Curiosamente, no curso dos mais de 50 anos de existência do CTN, só recentemente o contribuinte alegou aquele artigo em demandas judiciais. Como explicação para essa mudança de atitude, aponto os lançamentos tributários espetaculares, com base em especiosos entendimentos sobre o planejamento tributário. Na dúvida, qualquer planejamento tem sido qualificado como abusivo.
À falta de normas que confiram concretude ao disposto no parágrafo único do artigo 116 do CTN, gerou-se um clima que propicia lançamentos muito elevados, com base em excêntricas construções. Essa desproporcional dimensão financeira, entretanto, finda constrangendo o voto dos representantes do Fisco.
Frequentemente, surgem empates nos julgamentos, que se resolvem em favor do Fisco, pelo “voto de qualidade” do presidente do órgão.
Tais lançamentos, além de representar virtual dano à reputação do contribuinte, causam perplexidade, especialmente a controladores estrangeiros, desacostumados a tão incomuns porfias tributárias. Desnecessário ressaltar as implicações desse quadro no ânimo para empreender em um país que almeja romper padrões medíocres de crescimento.
Recorrer ao Judiciário, depois de desfavorável decisão administrativa, demanda oferecimento de garantias ou fianças bancárias, que o contribuinte, muitas vezes, não tem como suportar. Além disso, há rumores de um preocupante esgotamento nas possibilidades de oferecimento de fianças bancárias.

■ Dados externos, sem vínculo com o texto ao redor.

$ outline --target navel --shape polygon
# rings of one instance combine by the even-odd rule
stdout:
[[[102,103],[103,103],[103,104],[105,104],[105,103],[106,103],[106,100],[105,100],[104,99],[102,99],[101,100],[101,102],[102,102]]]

É certo que, em outra perspectiva, o Fisco alega, não sem razão, que, quando eventualmente perde na instância administrativa, não tem como recorrer ao Judiciário. O valor dos litígios tributários, no País, já se eleva a assombrosos R$ 3,3 trilhões. Para interromper, momentaneamente, essa teratológica trajetória, o Congresso tem aprovado, periodicamente, programas de parcelamentos associados a anistias e remissões, comumente denominados “Refis”.
Ainda que possam se sentir injustiçados por lançamentos indevidos, cujo tendencioso julgamento lhes foi desfavorável, muitos contribuintes optam por aderir a esses programas, como mero instrumento para redução de danos.
Como consequência perversa dessa comédia de erros, os parcelamentos alcançam também devedores contumazes, que recebem imerecidos e recorrentes benefícios, em flagrante injustiça com os que cumprem regularmente a obrigação fiscal. O processo tributário brasileiro assumiu contornos kafkianos. Demanda urgente mudança de concepção, que não se resolve com reparos pontuais.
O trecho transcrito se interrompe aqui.